Vie et mort des épidémies by Patrice Debré & Jean-Paul Gonzalez

Vie et mort des épidémies by Patrice Debré & Jean-Paul Gonzalez

Auteur:Patrice Debré & Jean-Paul Gonzalez [Debré, Patrice & Gonzalez, Jean-Paul]
La langue: fra
Format: epub
Tags: Science, Microbiologie, médecine, Histoire
ISBN: 9782738176189
Éditeur: Odile Jacob
Publié: 2013-05-29T22:00:00+00:00


« Par le contact vénérien, une maladie nouvelle, ou tout du moins inconnue des médecins qui nous ont précédés, le mal français, s’est glissée de l’Occident jusqu’à nous au moment où je publie cet ouvrage. Si repoussant est l’aspect de tout le corps, si grandes sont les souffrances, la nuit surtout, que cette maladie surpasse en horreur la lèpre généralement incurable ou l’éléphantiasis, et la vie est en danger197. »

Bien que sa présentation soit inconstante, un tableau clinique type peut être déduit des écrits médicaux de l’époque. « L’impétueuse, horrible et abominable maladie », comme la qualifie le poète Jean Molinet (1435-1507), débute souvent par un abcès de la verge d’où s’écoule une sanie putride pendant plusieurs mois, puis les lésions cutanées s’étendent à tout le scrotum et, secondairement, à l’ensemble du corps qui se constelle de pustules. À ces tourments s’ajoutent de violentes douleurs dans les os et dans la tête, qui privent le malade de sommeil. Alessandro Benedetti (1450-1525), un chirurgien formé à Padoue qui servit à Fornoue, raconte qu’il vit des mercenaires perdre les yeux, les mains, le nez ou les pieds. D’autres disent avoir observé des ulcères rongeant les lèvres, la gorge, des paralysies plus ou moins complètes, la perte des oreilles, des testicules et même du membre viril. Car, outre qu’elle est inconnue, agressive, éruptive et affreusement douloureuse, la maladie épouvante par sa hideur.

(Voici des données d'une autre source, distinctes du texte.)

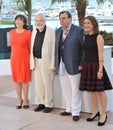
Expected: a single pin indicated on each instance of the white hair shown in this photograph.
(40, 14)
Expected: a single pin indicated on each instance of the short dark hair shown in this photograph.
(23, 18)
(67, 12)
(94, 22)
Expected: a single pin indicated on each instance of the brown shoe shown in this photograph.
(65, 113)
(76, 118)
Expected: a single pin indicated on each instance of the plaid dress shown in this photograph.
(89, 81)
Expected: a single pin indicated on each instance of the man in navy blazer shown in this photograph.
(69, 57)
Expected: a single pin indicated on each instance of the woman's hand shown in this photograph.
(99, 75)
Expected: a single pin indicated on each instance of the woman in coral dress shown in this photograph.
(20, 53)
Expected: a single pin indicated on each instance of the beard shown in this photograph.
(40, 27)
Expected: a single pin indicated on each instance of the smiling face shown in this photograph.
(89, 27)
(64, 20)
(19, 23)
(40, 22)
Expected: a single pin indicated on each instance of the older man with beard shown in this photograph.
(42, 63)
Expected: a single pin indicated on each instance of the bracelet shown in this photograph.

Dans un dialogue d’Érasme (1469-1536) publié en 1529 et intitulé Le Mariage funeste ou l’Union mal assortie, les protagonistes dissertent des épousailles d’une jeune damoiselle de 16 ans avec un noble réputé pour deux choses : « Le mensonge et la vérole, qui n’a pas encore de désignation exclusive puisqu’elle a une grande variété de noms. » La description de l’impétrant fait froid dans le dos : « Nez cassé, un pied qui traîne, […] des mains crochues, une haleine à vous faire tomber par terre, les yeux éteints, la tête branlante, des matières sanglantes lui sortant du nez et des oreilles198. » En forçant le trait, l’auteur livre une peinture à la fois physique et morale d’un homme prêt à ruiner la vie d’une innocente sans le moindre embarras de conscience. Érasme était hypocondriaque et, hanté par le spectre des maladies, il se plaignait continuellement de la nourriture, du vin, de l’air et du climat auxquels il était assujetti au cours de ses déplacements. À ses yeux, cette calamité est pire que la lèpre, car elle progresse plus vite et provoque des difformités repoussantes. Il la craint parce qu’elle se transmet en toute occasion, « par un baiser, par la conversation, par le toucher, en buvant ensemble. Et nous pouvons voir que cette maladie s’accompagne de haine et que quiconque est dans ses griffes prend plaisir à contaminer autant de personnes qu’il pourra, bien que cela ne l’aide en rien ». Le mal ronge les chairs autant qu’il corrompt les âmes, affirme Érasme qui, pétrifié par sa terreur de la contamination, fait œuvre de moraliste plus que de naturaliste ou de clinicien.